Ukraine To Deport 'Kidnapped' Russian State TV Journalist

Russian First Channel correspondent Anna Kurbatova (file photo)
Russian First Channel correspondent Anna Kurbatova (file photo)

Ukrainian authorities say they have expelled a Russian state TV journalist, despite condemnation from Russia and a pan-European security organization.

In a Facebook post late on August 30, Ukrainian Security Service (SBU) spokeswoman Olena Hitlyanska said Russian First Channel correspondent Anna Kurbatova had been sent back to Russia and banned from entering Ukraine for three years.

"Russian propagandist Anna Kurbatova, whose forcible expulsion has been decided, has crossed the Ukrainian-Russian border," Hitlanskaya said. "She has been banned from entering our state for three years."

When contacted by the media earlier,Gitlyanska had declined to answer questions about whether and how Kurbatova had been detained.

The same thing will happen to "anyone who allows themselves to discredit Ukraine," she wrote on Facebook.

The expulsion comes after First Channel said Kurbatova had been detained by the SBU in Kyiv and that her whereabouts were unknown.

First Channel said Kurbatova had previously received threats from people who did not like her reports.

The Russian Foreign Ministry said the move was a "deliberate provocation" by Ukraine's security service and nationalist radicals.

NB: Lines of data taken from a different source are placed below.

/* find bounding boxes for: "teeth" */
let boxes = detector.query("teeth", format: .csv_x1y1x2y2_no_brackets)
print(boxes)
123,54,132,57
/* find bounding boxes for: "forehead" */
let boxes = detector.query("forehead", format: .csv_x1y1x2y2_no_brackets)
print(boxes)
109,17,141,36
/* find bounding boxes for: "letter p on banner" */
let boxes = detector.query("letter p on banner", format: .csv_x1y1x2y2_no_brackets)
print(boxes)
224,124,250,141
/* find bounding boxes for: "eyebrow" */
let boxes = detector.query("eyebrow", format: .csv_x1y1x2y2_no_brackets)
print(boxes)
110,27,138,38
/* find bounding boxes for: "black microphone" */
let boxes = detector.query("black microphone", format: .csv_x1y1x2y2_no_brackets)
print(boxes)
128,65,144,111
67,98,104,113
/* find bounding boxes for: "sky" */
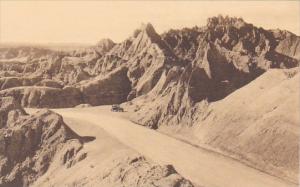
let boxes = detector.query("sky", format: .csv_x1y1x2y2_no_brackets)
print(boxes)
0,0,300,44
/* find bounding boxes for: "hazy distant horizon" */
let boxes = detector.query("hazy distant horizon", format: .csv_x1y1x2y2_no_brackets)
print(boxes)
0,0,300,45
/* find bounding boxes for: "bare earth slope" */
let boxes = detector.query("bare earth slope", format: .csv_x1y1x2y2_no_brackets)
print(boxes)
27,110,194,187
195,68,300,182
48,107,296,187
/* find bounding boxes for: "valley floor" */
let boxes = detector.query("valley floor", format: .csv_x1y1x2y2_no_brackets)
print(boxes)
29,106,297,187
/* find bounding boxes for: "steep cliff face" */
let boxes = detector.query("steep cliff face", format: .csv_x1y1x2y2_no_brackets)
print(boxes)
0,97,86,187
127,17,300,129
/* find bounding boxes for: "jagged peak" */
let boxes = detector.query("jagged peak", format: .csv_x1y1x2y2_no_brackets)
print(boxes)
96,38,115,47
207,15,247,28
133,23,159,38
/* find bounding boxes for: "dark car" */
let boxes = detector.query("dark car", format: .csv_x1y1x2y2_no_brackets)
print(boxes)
111,105,124,112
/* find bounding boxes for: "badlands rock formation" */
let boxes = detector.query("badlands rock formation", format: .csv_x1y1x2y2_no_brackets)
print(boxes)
0,97,193,187
0,97,86,187
0,16,300,186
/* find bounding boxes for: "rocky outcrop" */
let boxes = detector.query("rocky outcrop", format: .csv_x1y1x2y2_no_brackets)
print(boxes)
193,69,300,183
78,67,131,105
0,86,82,108
0,67,131,108
0,97,85,187
92,155,194,187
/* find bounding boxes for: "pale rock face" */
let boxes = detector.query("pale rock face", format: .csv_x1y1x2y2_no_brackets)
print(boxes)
0,97,85,187
0,16,300,184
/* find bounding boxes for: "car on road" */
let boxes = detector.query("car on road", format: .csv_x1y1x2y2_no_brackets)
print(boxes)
111,105,124,112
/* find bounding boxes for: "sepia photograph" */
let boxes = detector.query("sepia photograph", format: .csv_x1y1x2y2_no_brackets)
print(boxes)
0,0,300,187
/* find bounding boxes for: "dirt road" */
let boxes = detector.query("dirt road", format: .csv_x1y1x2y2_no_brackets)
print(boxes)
42,106,297,187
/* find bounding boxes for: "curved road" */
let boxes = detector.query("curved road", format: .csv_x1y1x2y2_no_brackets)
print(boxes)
49,107,297,187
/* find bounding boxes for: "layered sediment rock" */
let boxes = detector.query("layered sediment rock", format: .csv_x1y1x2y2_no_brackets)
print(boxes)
0,97,84,187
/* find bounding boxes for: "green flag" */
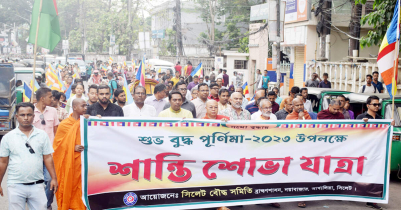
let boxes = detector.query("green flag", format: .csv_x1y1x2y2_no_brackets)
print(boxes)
28,0,61,52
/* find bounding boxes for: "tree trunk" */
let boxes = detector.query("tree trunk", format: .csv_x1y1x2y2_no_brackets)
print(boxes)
348,0,362,61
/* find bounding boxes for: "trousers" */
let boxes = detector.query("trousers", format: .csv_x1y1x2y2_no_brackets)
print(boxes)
7,183,47,210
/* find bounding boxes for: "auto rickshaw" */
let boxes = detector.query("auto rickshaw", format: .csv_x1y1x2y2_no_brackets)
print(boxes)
308,88,350,113
0,63,16,136
344,93,401,171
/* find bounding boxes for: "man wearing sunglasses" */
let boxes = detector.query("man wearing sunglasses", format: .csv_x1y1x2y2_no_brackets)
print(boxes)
0,102,58,209
33,87,60,209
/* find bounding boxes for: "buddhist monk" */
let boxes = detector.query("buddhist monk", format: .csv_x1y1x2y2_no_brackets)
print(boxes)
285,98,312,120
53,98,87,210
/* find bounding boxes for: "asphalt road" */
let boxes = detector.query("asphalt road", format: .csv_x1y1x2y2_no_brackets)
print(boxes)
0,175,401,210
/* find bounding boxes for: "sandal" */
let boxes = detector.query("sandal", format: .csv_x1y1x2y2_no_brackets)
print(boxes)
298,202,306,208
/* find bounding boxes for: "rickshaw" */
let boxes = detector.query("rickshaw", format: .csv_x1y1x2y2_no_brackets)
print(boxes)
0,63,16,136
344,93,401,171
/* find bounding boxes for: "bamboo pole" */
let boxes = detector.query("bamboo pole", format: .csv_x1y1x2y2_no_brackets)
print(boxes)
31,0,43,102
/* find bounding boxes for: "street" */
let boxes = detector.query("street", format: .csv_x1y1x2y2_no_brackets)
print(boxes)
0,173,401,210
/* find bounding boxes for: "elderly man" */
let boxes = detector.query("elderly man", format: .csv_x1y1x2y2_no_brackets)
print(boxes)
267,91,280,114
285,98,312,120
164,81,196,118
235,87,249,109
207,83,220,102
0,102,58,210
251,97,277,120
275,98,294,120
217,89,230,112
245,88,266,114
280,86,299,109
192,83,209,119
145,83,167,116
123,85,156,118
159,91,193,118
219,92,251,120
317,99,345,120
202,100,230,120
53,98,87,210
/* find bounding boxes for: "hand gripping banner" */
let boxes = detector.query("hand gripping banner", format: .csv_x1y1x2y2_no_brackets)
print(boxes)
81,118,392,210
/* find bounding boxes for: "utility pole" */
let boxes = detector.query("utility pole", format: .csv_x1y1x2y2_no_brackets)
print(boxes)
348,0,362,61
175,0,183,57
316,0,331,61
127,0,132,61
276,0,281,94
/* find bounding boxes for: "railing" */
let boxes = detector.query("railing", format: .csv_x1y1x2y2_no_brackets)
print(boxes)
305,61,401,94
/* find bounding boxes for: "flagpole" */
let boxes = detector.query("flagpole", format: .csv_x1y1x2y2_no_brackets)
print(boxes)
31,0,43,101
391,0,401,120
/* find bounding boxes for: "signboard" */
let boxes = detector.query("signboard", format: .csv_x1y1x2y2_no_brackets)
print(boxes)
250,3,269,21
285,0,310,23
214,56,224,69
110,34,116,45
152,29,165,39
283,26,306,45
81,117,393,210
63,40,70,50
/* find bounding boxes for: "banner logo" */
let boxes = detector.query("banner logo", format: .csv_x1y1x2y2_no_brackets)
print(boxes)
124,192,138,206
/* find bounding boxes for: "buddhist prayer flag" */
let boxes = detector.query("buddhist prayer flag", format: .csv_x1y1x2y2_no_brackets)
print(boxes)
22,82,32,102
81,117,393,210
191,62,203,77
377,0,400,98
28,0,61,52
242,82,250,101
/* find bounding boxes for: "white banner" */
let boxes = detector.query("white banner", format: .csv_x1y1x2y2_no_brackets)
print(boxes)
81,118,392,209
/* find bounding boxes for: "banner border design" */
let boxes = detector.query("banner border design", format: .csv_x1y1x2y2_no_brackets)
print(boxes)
82,118,393,210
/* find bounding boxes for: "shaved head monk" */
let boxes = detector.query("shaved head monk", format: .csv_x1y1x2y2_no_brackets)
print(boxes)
286,98,312,120
202,100,230,121
53,98,87,210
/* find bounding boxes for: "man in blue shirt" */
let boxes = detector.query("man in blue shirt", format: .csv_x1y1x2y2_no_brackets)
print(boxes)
262,70,270,91
372,71,383,93
0,102,58,209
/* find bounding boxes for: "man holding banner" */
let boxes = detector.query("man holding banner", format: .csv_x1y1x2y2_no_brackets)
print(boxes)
53,98,87,210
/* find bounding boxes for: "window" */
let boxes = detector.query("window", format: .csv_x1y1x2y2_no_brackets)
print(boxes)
234,60,248,69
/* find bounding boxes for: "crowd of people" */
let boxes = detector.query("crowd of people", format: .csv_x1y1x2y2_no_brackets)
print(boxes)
0,59,394,210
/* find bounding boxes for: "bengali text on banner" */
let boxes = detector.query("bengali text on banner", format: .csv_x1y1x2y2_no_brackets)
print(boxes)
81,117,392,210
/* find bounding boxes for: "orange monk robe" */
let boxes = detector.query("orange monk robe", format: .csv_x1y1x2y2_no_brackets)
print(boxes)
285,110,312,120
53,114,86,210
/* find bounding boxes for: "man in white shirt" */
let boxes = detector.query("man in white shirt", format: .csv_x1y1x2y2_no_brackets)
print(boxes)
358,74,379,93
301,88,313,112
192,83,209,119
123,85,156,118
251,97,277,120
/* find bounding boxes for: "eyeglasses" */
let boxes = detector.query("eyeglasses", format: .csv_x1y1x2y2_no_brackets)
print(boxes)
25,142,35,154
39,114,46,125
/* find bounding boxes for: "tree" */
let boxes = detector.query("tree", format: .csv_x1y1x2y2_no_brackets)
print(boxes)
355,0,397,47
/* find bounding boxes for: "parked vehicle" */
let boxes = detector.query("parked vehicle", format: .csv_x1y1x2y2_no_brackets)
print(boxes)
0,63,16,135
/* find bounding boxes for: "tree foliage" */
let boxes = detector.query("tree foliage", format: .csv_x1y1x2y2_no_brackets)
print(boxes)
355,0,397,47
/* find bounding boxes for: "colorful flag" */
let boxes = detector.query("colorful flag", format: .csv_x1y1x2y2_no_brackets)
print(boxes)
28,0,61,52
123,74,134,104
22,82,32,102
29,79,40,92
136,57,145,87
242,82,250,101
65,79,75,100
191,62,203,77
377,0,400,98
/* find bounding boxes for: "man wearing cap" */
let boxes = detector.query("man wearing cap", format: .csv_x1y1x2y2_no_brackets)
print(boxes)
88,70,102,85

Maria Zakharova, a Russian Foreign Ministry spokeswoman, wrote on social media that the Organization for Security and Co-Operation in Europe (OSCE) and its member states should condemn Ukraine's behavior.

The move was condemned by an official from the OSCE, which monitors the conflict in eastern Ukraine and counts both Ukraine and Russia as members.

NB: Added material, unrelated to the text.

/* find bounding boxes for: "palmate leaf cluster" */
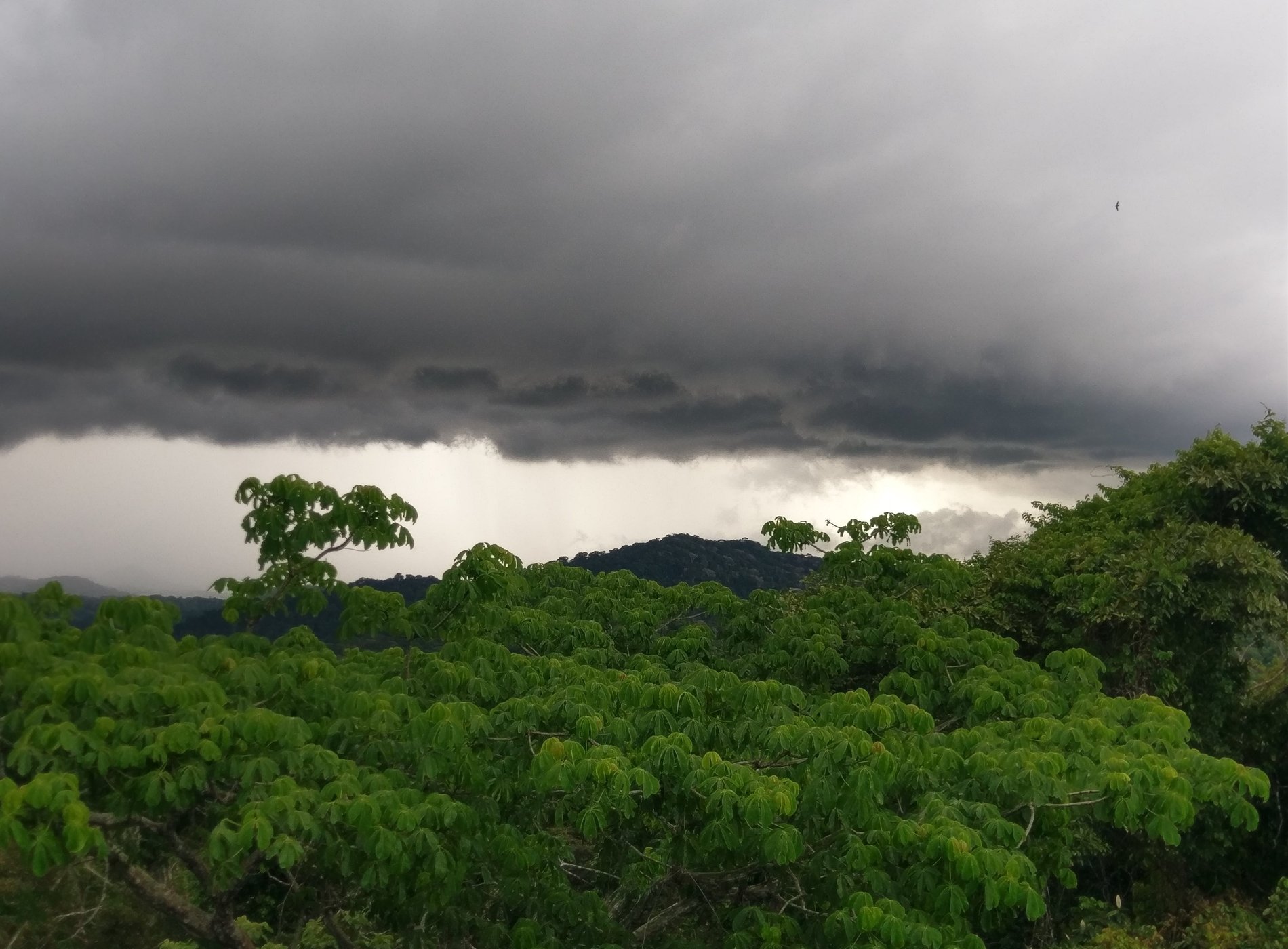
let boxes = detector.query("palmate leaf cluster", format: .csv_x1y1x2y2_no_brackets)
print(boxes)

"I call on #Ukraine not to arrest & deport journalists from other OSCE States #AnnaKurbatova," Harlem Desir, the OSCE Representative on Freedom of the Media, wrote on Twitter.

The chairman of the Russian Journalists' Union, Vsevolod Bogdanov, said earlier that his organization would urge the Organization for Security and Cooperation in Europe (OSCE) and other international organizations to help find Kurbatova, whom some Russian media reports described as having been kidnapped by the SBU.

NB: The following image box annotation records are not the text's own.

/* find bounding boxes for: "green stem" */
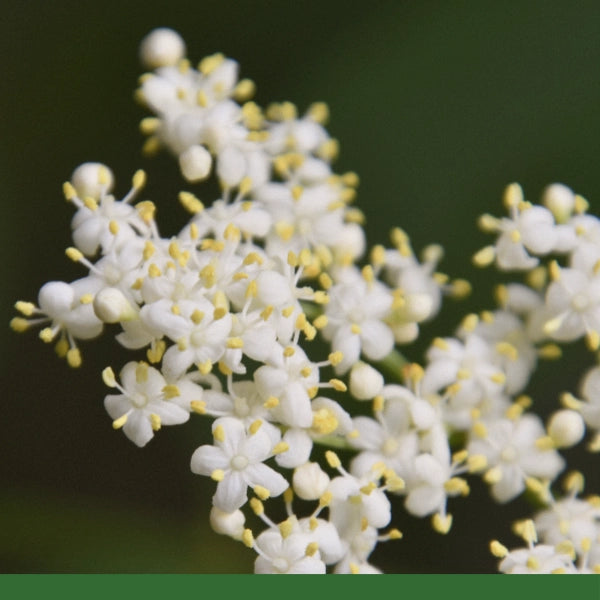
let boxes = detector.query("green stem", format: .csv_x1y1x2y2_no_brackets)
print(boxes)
376,349,410,382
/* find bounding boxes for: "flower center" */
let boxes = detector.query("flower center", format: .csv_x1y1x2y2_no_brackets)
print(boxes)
500,446,519,462
571,294,590,312
230,454,248,471
190,329,205,348
273,557,290,573
382,438,398,456
131,392,148,408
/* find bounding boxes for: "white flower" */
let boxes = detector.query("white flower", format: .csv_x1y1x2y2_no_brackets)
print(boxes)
140,298,231,379
254,529,325,575
323,272,394,373
191,417,288,513
104,362,193,447
498,544,575,575
467,414,565,502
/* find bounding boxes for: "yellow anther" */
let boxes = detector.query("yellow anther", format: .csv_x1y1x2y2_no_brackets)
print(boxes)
67,348,81,369
162,383,181,400
102,367,117,387
329,379,348,392
319,492,333,506
113,413,128,429
456,369,473,379
275,221,294,242
213,306,228,321
477,214,500,233
132,169,146,190
490,371,506,385
312,408,339,435
135,361,149,384
140,117,160,135
563,471,585,494
467,454,488,473
248,419,262,435
252,485,271,501
150,413,162,431
260,304,273,321
250,498,265,516
244,280,258,298
263,396,279,408
548,260,560,281
444,477,470,496
190,400,206,415
483,467,502,485
535,435,556,451
227,338,244,349
300,367,312,377
213,425,225,442
148,263,162,279
585,329,600,352
473,246,496,267
242,529,254,548
537,344,562,360
146,340,167,363
83,196,98,211
233,79,256,102
179,192,204,214
210,469,225,481
431,513,452,535
65,247,83,262
54,337,69,358
198,359,212,375
272,442,290,454
135,200,156,225
432,338,450,351
198,52,225,76
238,176,253,197
490,540,508,558
325,450,342,469
452,450,469,465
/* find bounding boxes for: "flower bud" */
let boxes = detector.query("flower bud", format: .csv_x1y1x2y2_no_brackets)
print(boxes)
210,506,246,540
140,27,185,69
542,183,575,223
179,146,212,183
350,362,384,400
292,462,329,500
94,288,137,323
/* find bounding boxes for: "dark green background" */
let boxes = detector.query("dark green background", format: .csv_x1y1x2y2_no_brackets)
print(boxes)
0,0,600,573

Kyiv has banned more than a dozen Russian television channels since 2014, accusing them of spreading war propaganda.

On August 29, the SBU said it had barred two Spanish journalists over their coverage of the war eastern Ukraine -- a move media groups decried as an attack on free speech.

Russian-Ukrainian relations soured badly after protesters angry over the Ukrainian government's abandonment of a landmark deal with the European Union pushed Moscow-friendly President Viktor Yanukovych from power in February 2014.

Russia seized control of Ukraine's Crimean Peninsula in March 2014, after sending in troops, and backed separatists whose war against Kyiv's forces has killed more than 10,000 people in eastern Ukraine since April 2014.